Re: [PATCH] [GSOC] ref-filter: use single strbuf for all output

[Date Prev][Date Next][Thread Prev][Thread Next][Date Index][Thread Index]

 



Eric Sunshine <sunshine@xxxxxxxxxxxxxx> 于2021年4月6日周二 上午1:05写道:
>
> On Mon, Apr 5, 2021 at 10:01 AM ZheNing Hu via GitGitGadget
> <gitgitgadget@xxxxxxxxx> wrote:
> > When we use `git for-each-ref`, every ref will call
> > `show_ref_array_item()` and allocate its own final strbuf
> > and error strbuf. Instead, we can provide two single strbuf:
> > final_buf and error_buf that get reused for each output.
> > [...]
> > Signed-off-by: ZheNing Hu <adlternative@xxxxxxxxx>
> > ---
>
> Was there a discussion leading up to this change? If so, it may be a
> good idea to provide a link to it in the mailing list here under the
> "---" line.
>

Okay, I will add them in cover-letter next time.

> Some comments below...
>
> > diff --git a/builtin/for-each-ref.c b/builtin/for-each-ref.c
> > @@ -22,6 +22,8 @@ int cmd_for_each_ref(int argc, const char **argv, const char *prefix)
> >         struct ref_format format = REF_FORMAT_INIT;
> > +       struct strbuf final_buf = STRBUF_INIT;
> > +       struct strbuf error_buf = STRBUF_INIT;
> >
> >         for (i = 0; i < maxcount; i++)
> > -               show_ref_array_item(array.items[i], &format);
> > +               show_ref_array_item(array.items[i], &format, &final_buf, &error_buf);
> >         ref_array_clear(&array);
> >         return 0;
> >  }
>
> The call to strbuf_reset() within show_ref_array_item() does not free
> the memory from the strbufs, so the memory is being leaked.
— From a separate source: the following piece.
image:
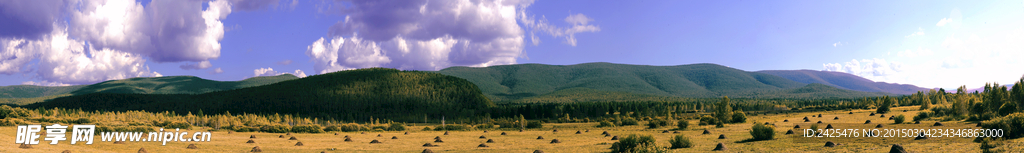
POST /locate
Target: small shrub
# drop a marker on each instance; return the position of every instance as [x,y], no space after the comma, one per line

Therefore,
> at the end of this function, you should have:
>
>     strbuf_release(final_buf);
>     strbuf_release(error_buf);
>

Thanks, I ignored this point.

> > diff --git a/builtin/tag.c b/builtin/tag.c
> > @@ -39,6 +39,8 @@ static int list_tags(struct ref_filter *filter, struct ref_sorting *sorting,
> >         struct ref_array array;
> > +       struct strbuf final_buf = STRBUF_INIT;
> > +       struct strbuf error_buf = STRBUF_INIT;
> >
> >         for (i = 0; i < array.nr; i++)
> > -               show_ref_array_item(array.items[i], format);
> > +               show_ref_array_item(array.items[i], format, &final_buf, &error_buf);
> >         ref_array_clear(&array);
> >         free(to_free);
>
> Leaking `final_buf` and `error_buf`.
>
> > diff --git a/ref-filter.c b/ref-filter.c
> > @@ -2436,16 +2436,16 @@ int format_ref_array_item(struct ref_array_item *info,
> >  void show_ref_array_item(struct ref_array_item *info,
> > -                        const struct ref_format *format)
> > +                        const struct ref_format *format,
> > +                        struct strbuf *final_buf,
> > +                        struct strbuf *error_buf)
> >  {
> > -       struct strbuf final_buf = STRBUF_INIT;
> > -       struct strbuf error_buf = STRBUF_INIT;
> >
> > -       if (format_ref_array_item(info, format, &final_buf, &error_buf))
> > -               die("%s", error_buf.buf);
> > -       fwrite(final_buf.buf, 1, final_buf.len, stdout);
> > -       strbuf_release(&error_buf);
> > -       strbuf_release(&final_buf);
> > +       if (format_ref_array_item(info, format, final_buf, error_buf))
> > +               die("%s", error_buf->buf);
> > +       fwrite(final_buf->buf, 1, final_buf->len, stdout);
> > +       strbuf_reset(error_buf);
> > +       strbuf_reset(final_buf);
> >         putchar('\n');
> >  }
>
> A couple comments:
>
> It is especially ugly that `error_buf` needs to be passed in by the
> caller since it is only ever used in case of an error, at which point
> the program will die() anyhow, so it's not on a critical,
> speed-sensitive path. The initialization with STRBUF_INIT is
> practically cost-free, so this variable could easily stay local to
> this function without cost-penalty rather than forcing the caller to
> pass it in. (This assumes that none of the consumers of `error_buf`
> down the line insert into the buffer unnecessarily, which is probably
> a reasonable assumption.)
>

What you said makes sense. The `error_buf` may not need to be passed
as a parameter, because errors are generally less.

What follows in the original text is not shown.